Friday, September 11, 2015

Make Use Of The Copic Color Wheel

Accomplish colour blending clear by selecting shades from the duplicate blending crowd.


The Copic colour operation is a groove of classifying and universalizing colour choice. Letters and numbers are assigned to contrary colours on the turn. Artists can depend on Copic colours from discrepant sources continuance the duplicate Screen. Affection a traditional colour circle, the Copic colour spin Testament assist you diagram colour themes and contrasts.


These families cover all of the primary colors plus the secondary colors made from mixing primaries, and tertiary colors made from mixing secondaries. In other words, all of the colors of the traditional rainbow are represented by the letters assigned to each color on the Copic color wheel.2. Use the first number after the given letters to determine the colors intensity.


The Copic color wheel has ten color families. They include yellow, yellow-red, red, red-violet, violet, blue-violet, blue, blue-green, green and yellow-green. Colors are assigned color families based on how much of any given color is in them.

Instructions

1. Employment the dispatch assigned to a colour to diffenrentiate its color family. "R" would represent the red color family while "BV" represents the blue-violet color family.


All colors on the Copic color wheel have a letter or two letters followed by two numbers. The first number in this sequence will tell you what the color's intensity is. Intensity refers to how much gray is added to a color. The addition of gray mutes a color and makes it less intense. The Copic color wheel uses the numbers 0 through 9, 0 meaning that the color is pure and includes no gray and 9 meaning that the color is greatly muted with gray. For example, take the color R21. "R" tells you that this color is in the red color family. "2", the first number tells you that the color does not have much gray added to it or that the color is fairly pure.


3. Use the second number to distinguish the colors brightness. Brightness refers to how much white is added to the color, or how diluted it appears to be. On the Copic color wheel, this is also gauged on a scale of 1 to 9. The colors R21 and R29 are in the same color family and have the same intensity but will appear very different to the eye. R21 is an intense red color but it is greatly diluted and will appear light. R29 is an intense red color that will be bright because there is little or no white added to it. Colors with the same family and intensity but different brightness are classified in the same "natural blending group". According to Simply Scrapping Crafts, using different colors from the same blending group will give you a smooth, seamless appearance when doing a large surface like a wall.
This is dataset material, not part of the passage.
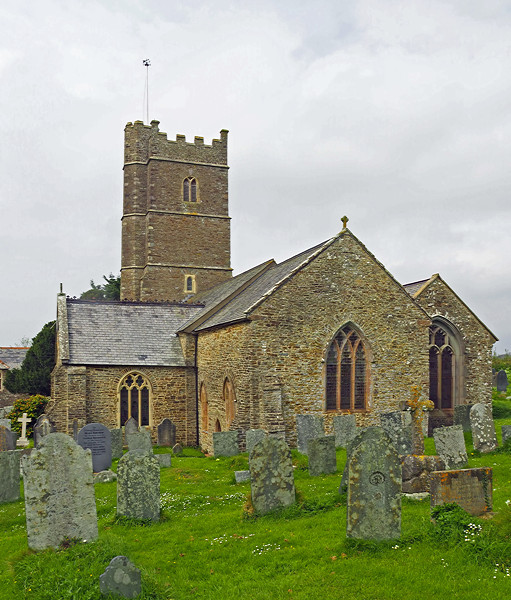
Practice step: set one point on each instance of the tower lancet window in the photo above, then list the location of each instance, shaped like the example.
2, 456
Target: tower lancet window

4. Select colors located in the same ring on the wheel for natural blending colors. Intense colors are located toward the outer rings on the wheel while muted colors are toward the inner rings. The innermost rings are reserved for gray tones and earth tones. These colors do not follow the same rules as the primary, secondary and tertiary colors. "C," "W," "T" and "N" are used to group grays into families. These letters represent the cool grays, warm grays, tanner grays and neutral grays. The grays are affected by the colors that tint them and are found in the same wedge as their influential colors on the wheel.